Joe Antos of the American Enterprise Institute has argued that incremental, market-based reforms—transparency, competition, deregulation—are both more politically feasible and more likely to produce durable savings than top-down restructuring . Single-payer advocates respond that incrementalism has been tried for decades and the cost curve has not bent.
The Unresolved Tension
The U.S. healthcare system is simultaneously the most expensive in the world and the most innovative in several measurable dimensions. It produces the best cancer survival rates on earth and the highest maternal mortality rate in the developed world. It employs one in eight American workers and leaves roughly 26 million people uninsured. It funds a disproportionate share of global pharmaceutical R&D and charges Americans two to three times what other countries pay for the same drugs.
These are not contradictions that a single policy can resolve. The spending gap reflects structural features—fragmented insurance markets, fee-for-service incentives, administrative complexity, market consolidation, high provider compensation, and pharmaceutical pricing power—each of which has its own constituency, its own defenders, and its own reform-resistant logic.
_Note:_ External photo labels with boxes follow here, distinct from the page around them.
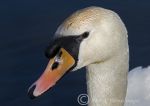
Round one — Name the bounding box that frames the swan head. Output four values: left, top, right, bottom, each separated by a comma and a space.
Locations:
29, 7, 127, 98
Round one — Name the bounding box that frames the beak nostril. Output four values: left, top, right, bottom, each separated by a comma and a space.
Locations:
28, 84, 36, 99
52, 62, 59, 71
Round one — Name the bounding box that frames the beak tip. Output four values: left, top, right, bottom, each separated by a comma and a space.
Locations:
28, 85, 36, 99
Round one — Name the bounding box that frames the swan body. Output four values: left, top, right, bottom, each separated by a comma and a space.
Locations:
29, 6, 150, 106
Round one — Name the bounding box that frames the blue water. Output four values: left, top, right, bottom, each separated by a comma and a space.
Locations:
0, 0, 150, 106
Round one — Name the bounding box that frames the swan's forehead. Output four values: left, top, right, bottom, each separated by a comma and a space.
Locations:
56, 7, 104, 36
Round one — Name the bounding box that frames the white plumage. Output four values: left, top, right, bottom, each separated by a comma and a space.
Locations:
56, 7, 150, 106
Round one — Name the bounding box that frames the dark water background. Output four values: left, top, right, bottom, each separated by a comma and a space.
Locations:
0, 0, 150, 106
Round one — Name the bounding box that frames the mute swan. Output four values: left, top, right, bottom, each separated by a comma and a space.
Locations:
28, 7, 150, 106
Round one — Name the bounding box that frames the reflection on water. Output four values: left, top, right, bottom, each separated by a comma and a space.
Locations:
0, 0, 150, 106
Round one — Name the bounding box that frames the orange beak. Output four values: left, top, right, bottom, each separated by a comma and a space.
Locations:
28, 48, 75, 98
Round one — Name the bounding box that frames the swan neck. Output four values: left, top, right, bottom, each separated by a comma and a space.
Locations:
86, 54, 128, 106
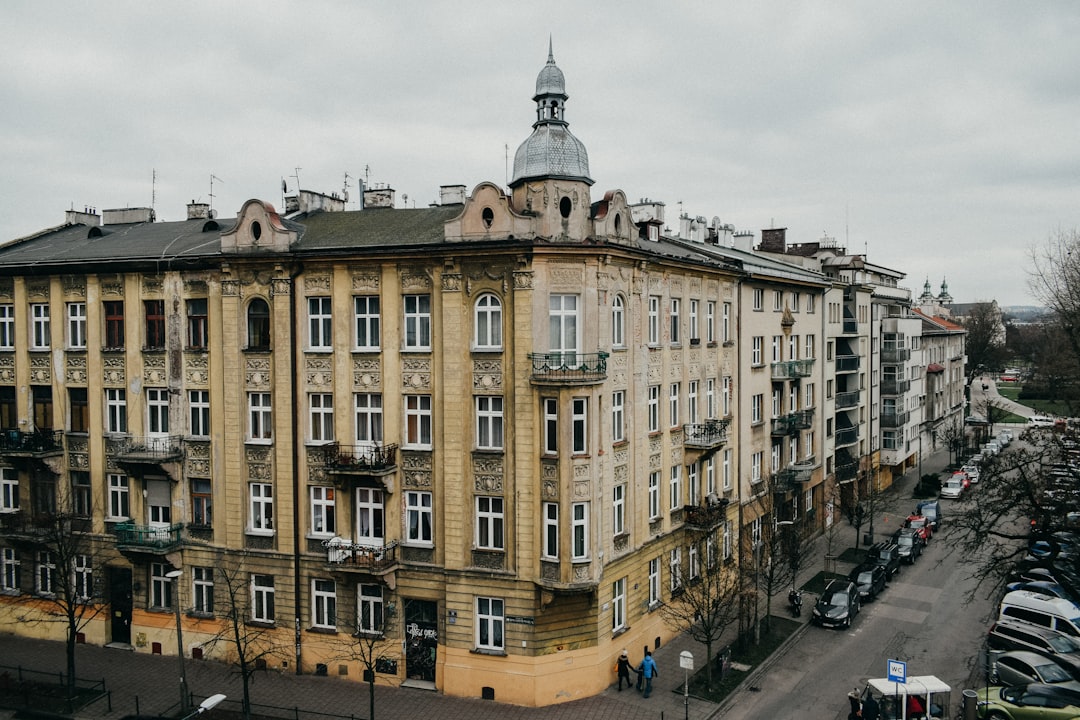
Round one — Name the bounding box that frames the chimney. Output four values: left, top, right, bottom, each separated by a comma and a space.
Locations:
757, 228, 787, 255
438, 185, 465, 205
364, 187, 394, 209
64, 207, 102, 228
188, 200, 210, 220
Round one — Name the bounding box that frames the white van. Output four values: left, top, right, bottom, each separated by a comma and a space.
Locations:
1000, 590, 1080, 637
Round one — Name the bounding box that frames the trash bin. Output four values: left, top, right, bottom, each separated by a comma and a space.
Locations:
960, 690, 978, 720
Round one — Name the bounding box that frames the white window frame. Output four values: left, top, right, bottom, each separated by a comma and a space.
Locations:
473, 293, 502, 351
475, 395, 504, 450
308, 296, 334, 352
352, 295, 382, 352
405, 490, 435, 547
474, 495, 505, 551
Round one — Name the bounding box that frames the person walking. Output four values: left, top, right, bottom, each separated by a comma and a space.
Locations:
615, 650, 636, 692
638, 650, 660, 697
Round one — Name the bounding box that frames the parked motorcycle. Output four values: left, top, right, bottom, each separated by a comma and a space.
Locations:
787, 587, 802, 617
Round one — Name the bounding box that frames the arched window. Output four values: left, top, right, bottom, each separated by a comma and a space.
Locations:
611, 295, 626, 348
473, 294, 502, 350
247, 298, 270, 350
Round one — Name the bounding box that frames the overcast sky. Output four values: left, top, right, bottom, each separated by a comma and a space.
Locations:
0, 0, 1080, 305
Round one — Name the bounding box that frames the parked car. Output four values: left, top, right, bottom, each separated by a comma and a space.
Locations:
904, 515, 933, 544
987, 620, 1080, 678
990, 650, 1080, 690
866, 542, 900, 581
975, 682, 1080, 720
939, 475, 963, 500
892, 528, 922, 565
848, 562, 886, 600
811, 580, 861, 627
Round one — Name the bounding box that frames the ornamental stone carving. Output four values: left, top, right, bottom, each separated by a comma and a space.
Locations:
244, 357, 270, 389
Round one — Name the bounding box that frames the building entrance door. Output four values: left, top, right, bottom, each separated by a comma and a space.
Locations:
405, 599, 438, 682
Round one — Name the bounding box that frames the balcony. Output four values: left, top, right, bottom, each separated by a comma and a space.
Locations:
772, 410, 813, 435
323, 538, 397, 575
323, 443, 397, 477
772, 358, 813, 380
881, 380, 912, 395
836, 355, 859, 372
0, 430, 64, 458
683, 495, 728, 530
114, 522, 184, 555
116, 435, 184, 465
528, 352, 608, 385
881, 410, 907, 427
834, 427, 859, 448
881, 348, 912, 363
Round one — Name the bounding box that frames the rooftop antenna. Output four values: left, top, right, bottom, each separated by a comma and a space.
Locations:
210, 173, 225, 217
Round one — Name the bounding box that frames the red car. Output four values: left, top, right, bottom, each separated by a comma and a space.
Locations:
904, 515, 933, 545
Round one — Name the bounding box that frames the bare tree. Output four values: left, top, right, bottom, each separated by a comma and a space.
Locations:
660, 528, 740, 690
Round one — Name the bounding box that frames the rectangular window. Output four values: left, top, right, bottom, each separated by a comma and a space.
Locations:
476, 598, 505, 650
611, 578, 626, 630
476, 395, 503, 450
476, 495, 503, 551
404, 395, 431, 450
143, 300, 165, 350
404, 295, 431, 350
0, 467, 18, 513
247, 393, 273, 440
252, 575, 274, 623
0, 547, 23, 593
30, 302, 52, 350
311, 579, 337, 629
191, 568, 214, 614
150, 562, 173, 609
356, 583, 382, 633
611, 390, 626, 443
310, 485, 337, 535
146, 388, 168, 435
611, 484, 626, 535
352, 295, 381, 351
67, 302, 86, 350
649, 557, 660, 608
191, 477, 214, 528
107, 474, 131, 521
105, 388, 127, 433
248, 483, 273, 533
671, 298, 683, 345
570, 397, 589, 454
188, 390, 210, 437
308, 393, 335, 443
308, 298, 334, 350
71, 470, 94, 517
102, 300, 124, 350
570, 503, 589, 560
543, 397, 558, 454
649, 470, 660, 520
667, 382, 680, 427
649, 385, 660, 433
543, 503, 558, 560
405, 490, 434, 545
187, 298, 210, 350
68, 388, 90, 433
0, 303, 15, 350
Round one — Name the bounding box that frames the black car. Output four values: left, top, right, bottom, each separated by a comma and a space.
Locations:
848, 562, 885, 600
811, 580, 862, 627
892, 528, 922, 565
866, 542, 900, 582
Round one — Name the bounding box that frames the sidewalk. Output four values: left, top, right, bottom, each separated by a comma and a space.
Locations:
0, 444, 963, 720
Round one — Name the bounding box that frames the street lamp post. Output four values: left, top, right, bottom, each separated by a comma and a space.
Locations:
165, 570, 190, 714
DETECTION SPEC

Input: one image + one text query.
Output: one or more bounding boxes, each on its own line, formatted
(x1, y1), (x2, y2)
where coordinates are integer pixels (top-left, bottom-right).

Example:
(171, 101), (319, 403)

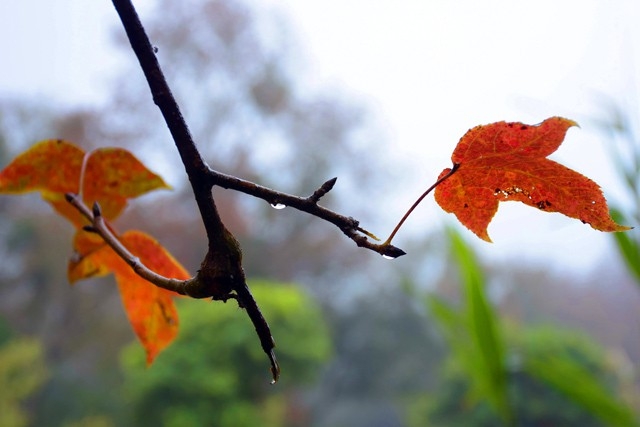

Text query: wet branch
(107, 0), (405, 382)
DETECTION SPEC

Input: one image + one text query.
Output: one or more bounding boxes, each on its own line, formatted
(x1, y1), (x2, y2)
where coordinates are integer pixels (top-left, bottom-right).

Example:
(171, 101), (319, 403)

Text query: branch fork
(99, 0), (455, 383)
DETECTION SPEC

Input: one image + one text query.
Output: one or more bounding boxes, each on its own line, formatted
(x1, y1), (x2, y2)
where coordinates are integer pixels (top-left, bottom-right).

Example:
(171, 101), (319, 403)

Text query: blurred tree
(122, 281), (330, 427)
(101, 0), (397, 299)
(597, 103), (640, 286)
(416, 326), (616, 427)
(418, 231), (636, 426)
(0, 338), (48, 427)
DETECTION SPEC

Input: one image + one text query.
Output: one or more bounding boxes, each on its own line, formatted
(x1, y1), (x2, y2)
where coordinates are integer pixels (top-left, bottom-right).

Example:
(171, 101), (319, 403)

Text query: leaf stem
(382, 163), (460, 246)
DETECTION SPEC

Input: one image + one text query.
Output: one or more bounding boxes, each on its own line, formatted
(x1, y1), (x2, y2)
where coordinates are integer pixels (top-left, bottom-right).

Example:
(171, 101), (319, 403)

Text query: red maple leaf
(435, 117), (629, 242)
(0, 139), (189, 363)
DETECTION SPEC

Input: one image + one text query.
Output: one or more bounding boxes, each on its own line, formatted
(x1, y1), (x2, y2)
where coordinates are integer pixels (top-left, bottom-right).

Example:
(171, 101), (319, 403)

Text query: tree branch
(107, 0), (405, 382)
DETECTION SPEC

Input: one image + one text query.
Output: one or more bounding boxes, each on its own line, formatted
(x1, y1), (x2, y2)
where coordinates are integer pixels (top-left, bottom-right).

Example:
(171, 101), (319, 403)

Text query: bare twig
(105, 0), (405, 382)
The honest assessment is that both the single-payer case and the market-reform case contain elements supported by evidence, and both contain assumptions that remain unproven at U.S. scale. Single-payer systems do produce lower administrative costs and more equitable access, but they also produce longer wait times and may reduce the innovation incentives that fund new treatments. Market-based reforms do sharpen price signals and expand consumer choice, but decades of market-oriented policy in the U.S. have not yet produced the cost discipline that theory predicts.
What the data shows clearly is that the status quo—a hybrid system that combines the inefficiencies of both government and market approaches without fully committing to either—is the most expensive option of all. Whether the path forward runs through more government or less, through price controls or price transparency, through collective risk pooling or individual savings accounts, the $13,473-per-person price tag in 2023 is purchasing outcomes that no one—left, right, or center—finds acceptable.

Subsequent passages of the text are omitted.